Капитан 1-го ранга А. В. Платонов писал: «В 1936 г. Совет Труда и Обороны принимает решение о строительстве “большого морского и океанского флота”. Логично было ожидать, что этот факт в какой либо форме реанимирует идею завоевания господства на море. Однако этого не произошло. Причин здесь несколько. Например, к 1937 г. система советского бытия, когда думаем одно, говорим другое, а делаем третье – достигла своего совершенства, и многие процессы протекали как бы в параллельных мирах. Сегодня твое выступление по поводу необходимости завоевания господства хотя бы в отдельном районе и на время проведения операции могли одобрить на каком-то военном или ученом совете, а завтра тебя совсем другие люди за это же отправят на Колыму, поскольку никто с самой теории господства не снимал ярлыка атрибута “идеологии империализма”. Но главное скорее не в этом, а в том, что руководителей и теоретиков советского ВМФ решение о создании “большого” и “океанского” флота застало врасплох – это была не их инициатива. Просто политическое руководство Советского Союза увидело в военно-морском флоте одно из средств достижения внешнеполитических целей. Отсюда столько несуразностей в его создании. Это и изначальная несбалансированность по родам сил и классам кораблей, и упрямое алогичное нежелание строить авианосцы, и очевидная недостаточность зенитных огневых средств линкоров и тяжелых крейсеров… Политбюро ВКПб требовались представительские корабли, корабли для демонстрации советского военно-морского, а значит и внешнеполитического могущества. Для этой цели прежде всего, подходили линкоры и тяжелые крейсера и совсем были не нужны тральщики, охотники за подводными лодками и уж тем более танкера, буксиры, плавбазы или спасательные суда. Что касается авианосцев, то в середине 30-х годов они еще здорово напоминали плавающие сараи, а потому особого уважения у политиков не вызывали. Даже в существовавшей в то время классификации, в отличие от линкоров и крейсеров, авианосцы относились к кораблям “узко специального назначения” наравне с тральщиками и минными заградителями. Мощь флота виделась в орудиях главного калибра, которых и должно быть побольше, а вот зенитная артиллерия внешнего восприятия могущества не прибавляла, а постройку корабля заметно удорожала. А потому при обсуждении проектов линкоров в Кремле ее хронически урезали.
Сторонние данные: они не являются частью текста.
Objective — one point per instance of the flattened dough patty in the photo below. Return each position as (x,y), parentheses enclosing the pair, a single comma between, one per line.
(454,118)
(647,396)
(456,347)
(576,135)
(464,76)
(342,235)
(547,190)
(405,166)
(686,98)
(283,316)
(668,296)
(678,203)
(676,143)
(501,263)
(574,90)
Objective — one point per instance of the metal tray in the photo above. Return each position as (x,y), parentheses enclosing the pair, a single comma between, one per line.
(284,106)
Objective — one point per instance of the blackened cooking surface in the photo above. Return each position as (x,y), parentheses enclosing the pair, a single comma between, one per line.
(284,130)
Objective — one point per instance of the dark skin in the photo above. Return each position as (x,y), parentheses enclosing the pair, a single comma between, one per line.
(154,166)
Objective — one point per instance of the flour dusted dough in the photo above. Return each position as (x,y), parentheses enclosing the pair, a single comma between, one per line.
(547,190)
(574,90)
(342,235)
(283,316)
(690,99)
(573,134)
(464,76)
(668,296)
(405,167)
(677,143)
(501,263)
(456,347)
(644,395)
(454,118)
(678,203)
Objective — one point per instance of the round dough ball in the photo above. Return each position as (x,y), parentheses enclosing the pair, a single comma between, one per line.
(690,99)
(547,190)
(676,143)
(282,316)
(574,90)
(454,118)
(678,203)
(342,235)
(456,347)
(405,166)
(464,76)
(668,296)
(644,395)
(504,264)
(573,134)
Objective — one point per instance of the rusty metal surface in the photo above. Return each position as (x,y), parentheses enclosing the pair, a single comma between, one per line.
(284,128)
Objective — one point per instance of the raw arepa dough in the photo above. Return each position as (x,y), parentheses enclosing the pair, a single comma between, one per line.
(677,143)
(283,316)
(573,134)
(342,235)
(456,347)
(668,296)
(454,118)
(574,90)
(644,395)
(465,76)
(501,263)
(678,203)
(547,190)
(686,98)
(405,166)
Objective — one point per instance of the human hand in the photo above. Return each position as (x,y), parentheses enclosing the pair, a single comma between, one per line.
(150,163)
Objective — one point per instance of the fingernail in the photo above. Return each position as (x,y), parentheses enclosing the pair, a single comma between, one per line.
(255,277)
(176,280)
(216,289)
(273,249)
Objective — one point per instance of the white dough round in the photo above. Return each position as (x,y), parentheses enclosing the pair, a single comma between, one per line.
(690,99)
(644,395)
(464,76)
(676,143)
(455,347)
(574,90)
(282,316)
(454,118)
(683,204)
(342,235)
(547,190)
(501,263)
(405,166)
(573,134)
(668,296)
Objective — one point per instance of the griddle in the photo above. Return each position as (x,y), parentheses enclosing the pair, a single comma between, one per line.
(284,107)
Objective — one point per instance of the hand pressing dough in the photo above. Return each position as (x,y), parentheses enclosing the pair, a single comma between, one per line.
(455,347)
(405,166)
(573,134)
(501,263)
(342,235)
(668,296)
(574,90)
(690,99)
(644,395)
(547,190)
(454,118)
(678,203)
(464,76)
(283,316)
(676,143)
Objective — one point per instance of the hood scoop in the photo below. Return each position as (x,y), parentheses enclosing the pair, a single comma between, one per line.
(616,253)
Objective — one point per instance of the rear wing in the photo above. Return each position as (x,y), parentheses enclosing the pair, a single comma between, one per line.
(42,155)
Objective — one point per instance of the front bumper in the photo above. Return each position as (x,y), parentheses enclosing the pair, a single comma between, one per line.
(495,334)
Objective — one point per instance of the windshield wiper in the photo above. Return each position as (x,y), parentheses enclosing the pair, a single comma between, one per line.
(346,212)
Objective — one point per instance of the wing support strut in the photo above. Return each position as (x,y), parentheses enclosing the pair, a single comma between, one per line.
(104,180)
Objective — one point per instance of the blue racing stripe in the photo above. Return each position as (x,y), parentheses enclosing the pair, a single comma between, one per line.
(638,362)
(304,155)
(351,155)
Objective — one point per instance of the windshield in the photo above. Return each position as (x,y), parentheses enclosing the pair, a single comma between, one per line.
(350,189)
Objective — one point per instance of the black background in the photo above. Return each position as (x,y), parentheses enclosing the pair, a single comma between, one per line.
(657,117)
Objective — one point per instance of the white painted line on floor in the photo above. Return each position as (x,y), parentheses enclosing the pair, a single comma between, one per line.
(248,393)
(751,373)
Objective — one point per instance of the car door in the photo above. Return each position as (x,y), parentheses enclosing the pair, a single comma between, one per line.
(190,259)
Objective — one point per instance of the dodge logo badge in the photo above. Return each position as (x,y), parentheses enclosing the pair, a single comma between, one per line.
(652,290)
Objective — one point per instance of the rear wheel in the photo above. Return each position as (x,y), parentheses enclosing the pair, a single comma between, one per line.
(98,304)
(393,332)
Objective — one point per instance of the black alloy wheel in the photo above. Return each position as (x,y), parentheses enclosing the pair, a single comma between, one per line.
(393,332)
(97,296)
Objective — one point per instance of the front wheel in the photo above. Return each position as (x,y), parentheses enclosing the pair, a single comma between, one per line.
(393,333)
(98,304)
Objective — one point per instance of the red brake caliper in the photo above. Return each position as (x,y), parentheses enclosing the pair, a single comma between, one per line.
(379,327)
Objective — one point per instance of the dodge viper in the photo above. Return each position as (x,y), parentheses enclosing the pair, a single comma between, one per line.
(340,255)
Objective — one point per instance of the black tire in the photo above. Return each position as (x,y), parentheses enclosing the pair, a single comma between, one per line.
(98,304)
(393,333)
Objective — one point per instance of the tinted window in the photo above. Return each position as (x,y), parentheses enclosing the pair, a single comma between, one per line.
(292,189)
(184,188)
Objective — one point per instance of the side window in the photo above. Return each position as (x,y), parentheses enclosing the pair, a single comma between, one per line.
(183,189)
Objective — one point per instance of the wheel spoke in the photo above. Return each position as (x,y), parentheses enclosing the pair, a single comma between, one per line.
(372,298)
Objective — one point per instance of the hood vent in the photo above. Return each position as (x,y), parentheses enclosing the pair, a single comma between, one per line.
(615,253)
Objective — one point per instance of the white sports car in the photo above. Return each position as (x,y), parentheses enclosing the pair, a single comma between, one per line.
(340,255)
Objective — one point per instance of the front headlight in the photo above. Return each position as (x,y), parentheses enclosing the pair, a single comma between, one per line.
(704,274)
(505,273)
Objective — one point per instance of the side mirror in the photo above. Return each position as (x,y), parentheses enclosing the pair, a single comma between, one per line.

Следствием “политических” корней будущего советского большого флота стало то, что не он строился под разработанную концепцию применения военно-морской силы, а наоборот, теорию создавали под строящиеся корабли»[9].

А. В. Платонов, будучи профессором Военно-морской академии, просто обязан быть политкорректным. Но и вышесказанного достаточно, чтобы понять, какая «каша» была в головах наших адмиралов в 1937–1941 гг.

На мой взгляд, в авианосцах на Балтике, Черном море и Севере не было никакой необходимости. А вот линкоры с 406-мм артиллерией на Черном море были крайне необходимы для высадки десантов и поддержки приморских флангов Красной армии.

Формально на бумаге все наши флоты имели достаточное истребительное прикрытие. Так, к 22 июня 1941 г. на Черном море в составе морской авиации имелось 624 самолета, из них 346 истребителей. Много это или мало? Для сравнения, во всей польской авиации к 1 августа 1939 г. состоял 771 самолет, из которых 280 – истребители, то есть в составе Черноморского флота было в 1,2 раза больше истребителей, чем в Польше.